Modification of skin discoloration by a topical treatment containing an extract of Dianella ensifolia: a potent antioxidant

Skin hyperpigmentation, and the reactions that precipitate it, have been linked to free radicals by the fact that free radical scavengers or antioxidants can slow that hyperpigmentation. We have screened several hundred plant extracts for antioxidants and discovered one that is both a strong antioxidant and can reduce skin hyperpigmentation. Extracts of Dianella ensifolia contain 1‐(2,4‐dihydrophenyl)‐3‐(2,4‐dimethoxy‐3‐methylphenyl) propane (DP), which was found to inhibit the free radical 1‐1‐diphenyl‐2‐picryl‐hydrazyl (DPPH) with an EC50 value of 78 μm. DP was also found to inhibit Ultraviolet (UV)C‐induced lipid oxidation with an EC50 of about 30 μm. We next investigated the effects of this antioxidant on skin hyperpigmentation. The reduction of discoloration by different topical treatments has been assessed in human volunteers using an in vivo assay for the rate of fading of UVB‐induced tan. Two pharmaceutical formulas containing 4% hydroquinone (HQ) were used as positive controls, and we tested the ability of DP, a plant‐derived amphoteric antioxidant, to increase performance of non‐HQ cosmetic formulations. We found that the cosmetic formula containing DP produced an increase in the rate of fading compared to the two pharmaceutical treatments containing HQ.

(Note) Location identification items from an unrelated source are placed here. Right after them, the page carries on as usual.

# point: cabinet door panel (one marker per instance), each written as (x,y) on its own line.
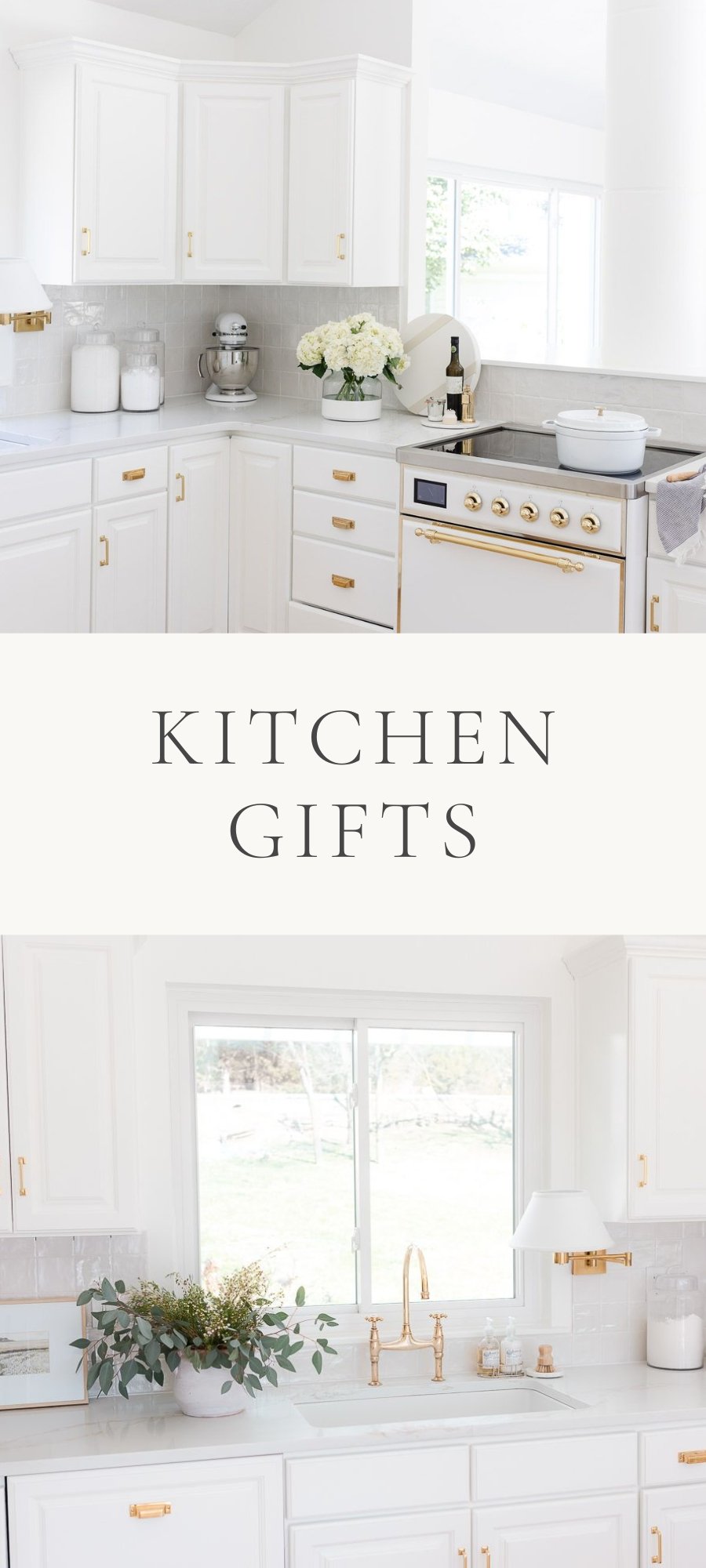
(198,537)
(46,575)
(129,567)
(669,1089)
(71,1064)
(321,184)
(233,183)
(555,1534)
(126,176)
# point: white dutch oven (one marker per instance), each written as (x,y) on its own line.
(602,440)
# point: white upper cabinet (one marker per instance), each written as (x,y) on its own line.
(233,216)
(71,1083)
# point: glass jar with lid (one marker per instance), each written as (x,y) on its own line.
(675,1323)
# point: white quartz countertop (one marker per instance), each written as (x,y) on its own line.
(67,435)
(112,1432)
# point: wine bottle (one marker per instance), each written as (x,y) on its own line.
(454,382)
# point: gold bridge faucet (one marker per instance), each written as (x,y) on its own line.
(407,1338)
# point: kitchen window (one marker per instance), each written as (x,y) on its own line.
(519,261)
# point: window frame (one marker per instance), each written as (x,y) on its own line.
(528,1018)
(462,173)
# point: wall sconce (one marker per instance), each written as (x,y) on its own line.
(569,1225)
(23,300)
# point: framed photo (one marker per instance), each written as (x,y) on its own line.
(37,1362)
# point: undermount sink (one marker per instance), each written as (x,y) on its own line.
(393,1409)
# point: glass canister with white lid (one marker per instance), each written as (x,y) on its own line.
(675,1323)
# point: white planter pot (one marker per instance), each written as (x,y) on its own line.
(200,1393)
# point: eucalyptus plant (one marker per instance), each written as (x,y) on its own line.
(236,1327)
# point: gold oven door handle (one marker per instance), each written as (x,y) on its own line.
(564,564)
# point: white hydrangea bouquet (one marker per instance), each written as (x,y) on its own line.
(351,352)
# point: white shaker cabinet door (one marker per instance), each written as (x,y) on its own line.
(668,1174)
(197,600)
(421,1541)
(126,176)
(583,1534)
(321,184)
(46,575)
(71,1083)
(233,183)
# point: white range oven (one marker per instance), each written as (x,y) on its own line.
(497,537)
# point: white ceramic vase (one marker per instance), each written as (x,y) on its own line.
(200,1393)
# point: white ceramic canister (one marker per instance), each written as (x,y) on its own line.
(95,374)
(140,383)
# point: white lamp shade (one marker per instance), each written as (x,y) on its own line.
(21,291)
(562,1222)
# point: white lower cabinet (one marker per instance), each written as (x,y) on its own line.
(413,1541)
(129,565)
(198,537)
(208,1512)
(589,1533)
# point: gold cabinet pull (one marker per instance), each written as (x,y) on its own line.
(498,550)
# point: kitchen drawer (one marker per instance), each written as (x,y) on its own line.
(330,1489)
(131,474)
(348,474)
(555,1468)
(42,492)
(304,619)
(355,523)
(661,1465)
(351,583)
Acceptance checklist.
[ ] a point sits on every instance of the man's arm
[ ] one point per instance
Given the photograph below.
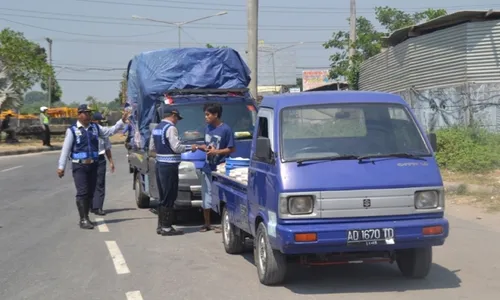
(68, 142)
(106, 132)
(230, 144)
(173, 138)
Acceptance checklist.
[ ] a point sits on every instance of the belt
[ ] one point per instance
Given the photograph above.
(83, 161)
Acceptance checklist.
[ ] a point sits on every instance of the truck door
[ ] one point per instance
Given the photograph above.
(262, 175)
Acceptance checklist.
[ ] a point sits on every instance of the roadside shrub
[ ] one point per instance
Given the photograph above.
(468, 149)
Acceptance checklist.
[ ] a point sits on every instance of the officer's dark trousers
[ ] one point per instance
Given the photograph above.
(167, 180)
(100, 189)
(46, 135)
(85, 178)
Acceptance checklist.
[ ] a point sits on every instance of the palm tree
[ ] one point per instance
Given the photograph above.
(9, 98)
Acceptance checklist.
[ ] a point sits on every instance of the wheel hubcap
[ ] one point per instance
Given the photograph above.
(227, 228)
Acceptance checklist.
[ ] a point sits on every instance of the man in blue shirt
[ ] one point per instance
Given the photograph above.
(219, 144)
(81, 145)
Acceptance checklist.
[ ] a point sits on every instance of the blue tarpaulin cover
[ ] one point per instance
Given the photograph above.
(153, 73)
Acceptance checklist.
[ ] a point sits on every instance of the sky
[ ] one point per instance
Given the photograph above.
(93, 40)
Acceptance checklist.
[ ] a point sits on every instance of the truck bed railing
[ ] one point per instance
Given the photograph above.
(178, 92)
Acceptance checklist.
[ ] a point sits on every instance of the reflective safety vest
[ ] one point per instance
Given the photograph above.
(164, 152)
(85, 142)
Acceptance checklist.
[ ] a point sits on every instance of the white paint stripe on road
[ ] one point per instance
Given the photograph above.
(101, 226)
(118, 259)
(134, 295)
(10, 169)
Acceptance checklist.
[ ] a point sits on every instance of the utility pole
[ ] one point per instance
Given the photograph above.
(50, 75)
(253, 36)
(352, 33)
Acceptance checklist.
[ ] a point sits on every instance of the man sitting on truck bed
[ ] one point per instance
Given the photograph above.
(219, 144)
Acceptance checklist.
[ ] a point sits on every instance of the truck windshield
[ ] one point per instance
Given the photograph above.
(239, 116)
(309, 132)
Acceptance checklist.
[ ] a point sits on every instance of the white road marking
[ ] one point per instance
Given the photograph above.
(101, 226)
(10, 169)
(118, 259)
(134, 295)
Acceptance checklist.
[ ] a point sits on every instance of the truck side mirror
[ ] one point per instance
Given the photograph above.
(263, 148)
(433, 140)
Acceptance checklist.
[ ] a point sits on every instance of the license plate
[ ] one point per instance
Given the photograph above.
(370, 237)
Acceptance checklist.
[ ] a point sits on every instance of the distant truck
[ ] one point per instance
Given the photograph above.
(334, 178)
(186, 78)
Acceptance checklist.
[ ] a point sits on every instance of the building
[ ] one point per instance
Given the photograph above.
(447, 69)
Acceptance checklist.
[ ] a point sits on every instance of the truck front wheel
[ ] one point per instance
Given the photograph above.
(414, 263)
(141, 199)
(271, 264)
(234, 242)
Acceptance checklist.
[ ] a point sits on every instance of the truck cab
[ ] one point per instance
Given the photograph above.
(239, 112)
(334, 178)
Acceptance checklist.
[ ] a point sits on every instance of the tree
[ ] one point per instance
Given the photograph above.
(9, 97)
(26, 63)
(369, 40)
(212, 46)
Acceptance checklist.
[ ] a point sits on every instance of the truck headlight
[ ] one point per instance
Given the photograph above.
(297, 205)
(186, 167)
(426, 199)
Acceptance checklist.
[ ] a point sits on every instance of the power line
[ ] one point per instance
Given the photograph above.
(306, 7)
(88, 80)
(84, 34)
(240, 27)
(272, 9)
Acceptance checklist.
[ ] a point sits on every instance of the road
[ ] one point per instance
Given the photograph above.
(45, 255)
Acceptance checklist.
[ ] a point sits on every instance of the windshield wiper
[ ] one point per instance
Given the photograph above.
(399, 155)
(327, 158)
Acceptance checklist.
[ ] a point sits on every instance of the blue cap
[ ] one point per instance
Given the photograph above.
(98, 116)
(83, 107)
(171, 110)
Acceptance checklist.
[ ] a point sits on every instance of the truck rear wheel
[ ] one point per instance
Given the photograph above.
(271, 264)
(234, 241)
(414, 263)
(141, 199)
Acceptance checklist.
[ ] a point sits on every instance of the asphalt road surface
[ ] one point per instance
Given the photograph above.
(45, 255)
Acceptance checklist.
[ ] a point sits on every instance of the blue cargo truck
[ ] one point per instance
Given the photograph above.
(334, 178)
(186, 78)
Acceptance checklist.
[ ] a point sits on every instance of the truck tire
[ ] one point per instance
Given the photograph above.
(141, 199)
(234, 241)
(414, 263)
(271, 264)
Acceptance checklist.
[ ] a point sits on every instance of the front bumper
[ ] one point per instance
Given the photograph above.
(188, 196)
(332, 237)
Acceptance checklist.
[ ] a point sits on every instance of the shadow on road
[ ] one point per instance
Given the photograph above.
(362, 278)
(113, 221)
(115, 210)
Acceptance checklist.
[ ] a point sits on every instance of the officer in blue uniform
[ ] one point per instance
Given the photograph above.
(165, 141)
(81, 146)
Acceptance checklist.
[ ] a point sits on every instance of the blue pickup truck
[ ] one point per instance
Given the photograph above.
(334, 178)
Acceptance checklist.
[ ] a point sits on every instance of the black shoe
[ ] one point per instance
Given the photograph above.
(166, 223)
(86, 224)
(86, 210)
(99, 212)
(171, 231)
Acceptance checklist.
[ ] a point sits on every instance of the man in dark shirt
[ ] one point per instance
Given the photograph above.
(219, 144)
(5, 127)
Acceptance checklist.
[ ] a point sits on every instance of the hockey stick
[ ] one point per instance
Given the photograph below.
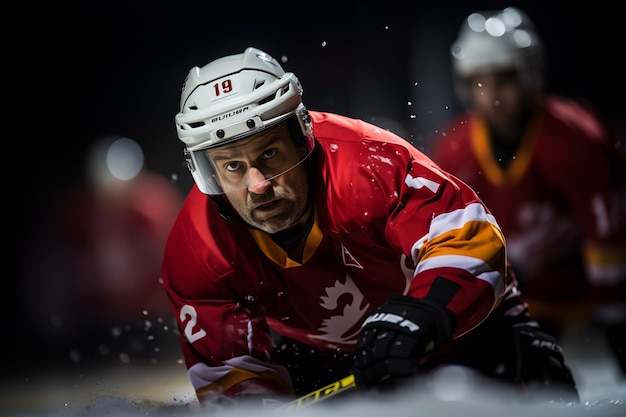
(345, 384)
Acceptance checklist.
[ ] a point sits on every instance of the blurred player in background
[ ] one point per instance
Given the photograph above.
(552, 171)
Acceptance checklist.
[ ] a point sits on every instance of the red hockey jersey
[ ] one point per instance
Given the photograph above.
(387, 221)
(561, 204)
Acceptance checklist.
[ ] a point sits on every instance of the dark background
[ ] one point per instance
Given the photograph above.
(73, 72)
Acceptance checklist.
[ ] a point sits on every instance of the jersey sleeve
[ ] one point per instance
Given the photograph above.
(460, 254)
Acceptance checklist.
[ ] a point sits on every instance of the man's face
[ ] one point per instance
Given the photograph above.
(252, 173)
(498, 96)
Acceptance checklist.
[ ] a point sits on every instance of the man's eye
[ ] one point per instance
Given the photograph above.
(232, 166)
(270, 153)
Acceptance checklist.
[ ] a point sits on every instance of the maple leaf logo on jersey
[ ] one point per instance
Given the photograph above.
(338, 328)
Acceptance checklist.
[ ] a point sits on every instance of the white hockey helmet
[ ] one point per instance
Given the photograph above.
(494, 40)
(232, 98)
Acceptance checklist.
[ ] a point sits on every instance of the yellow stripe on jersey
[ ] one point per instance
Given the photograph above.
(469, 239)
(481, 143)
(236, 376)
(278, 254)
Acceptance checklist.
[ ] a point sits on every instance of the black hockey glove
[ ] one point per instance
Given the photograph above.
(540, 366)
(395, 337)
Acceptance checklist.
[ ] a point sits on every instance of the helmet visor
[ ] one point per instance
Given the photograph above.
(247, 162)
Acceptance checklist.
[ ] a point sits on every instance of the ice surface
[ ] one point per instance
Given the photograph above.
(163, 390)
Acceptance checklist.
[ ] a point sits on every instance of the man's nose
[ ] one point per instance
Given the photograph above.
(257, 183)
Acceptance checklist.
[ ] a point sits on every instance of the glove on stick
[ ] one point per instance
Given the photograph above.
(395, 337)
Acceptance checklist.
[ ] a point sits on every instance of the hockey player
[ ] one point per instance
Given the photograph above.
(313, 246)
(549, 168)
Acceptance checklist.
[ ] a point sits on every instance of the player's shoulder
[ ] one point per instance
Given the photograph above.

The Cytoprotective Effects of Exogenous DNA Fragments

Ultraviolet irradiation of normal human keratinocytes induces a cytotoxic effect. The chromophore for this effect is believed to be genomic DNA. However, DNA damage is known to be repaired in UVB irradiated keratinocytes. The trigger for this DNA repair is potentially damaged DNA itself. To test the hypothesis that damaged DNA can induce the host cell’s own DNA repair mechanism, we treated the keratinocytes with the damaged DNA and evaluated its cytoprotective effects. We have observed that fragmented calf thymus DNA irradiated and damaged with a UVC light can induce a protective effect in cultured human keratinocytes. Keratinocytes treated with UVC damaged DNA fragments are less susceptible to UVB irradiation-induced cell death as measured by neutral red uptake. Unirradiated exogenous DNA did not induce this protective effect. Similar protective effects can be seen with irradiated salmon sperm DNA. UVC damaged DNA fragments induced 60% increase in protection in human HaCaT keratinocyte in culture to the cell death induced by UVB. Similar protection was observed with UVC irradiated oligothymidylic acid (dT3-dT5) which increased the survival of human HaCaT keratinocytes after UVB irradiated by 50%. Isolated mononucleotides, irradiated or not, do not increase UVB survivability. Cellular DNA synthesis was greatly inhibited by UVB, becoming undetectable at 40 mJ/cm2. Exogenous treatment with damaged fragments causes immediate and significant inhibition of total cellular DNA synthesis. This inhibition was dose dependent. Cells that undergo damage to their DNA are known to inhibit endogenous DNA synthesis via p53 suppressor gene activation. This is believed to allow them sufficient time to repair the host DNA. The cellular response to exogenous damaged DNA may be a similar mechanism.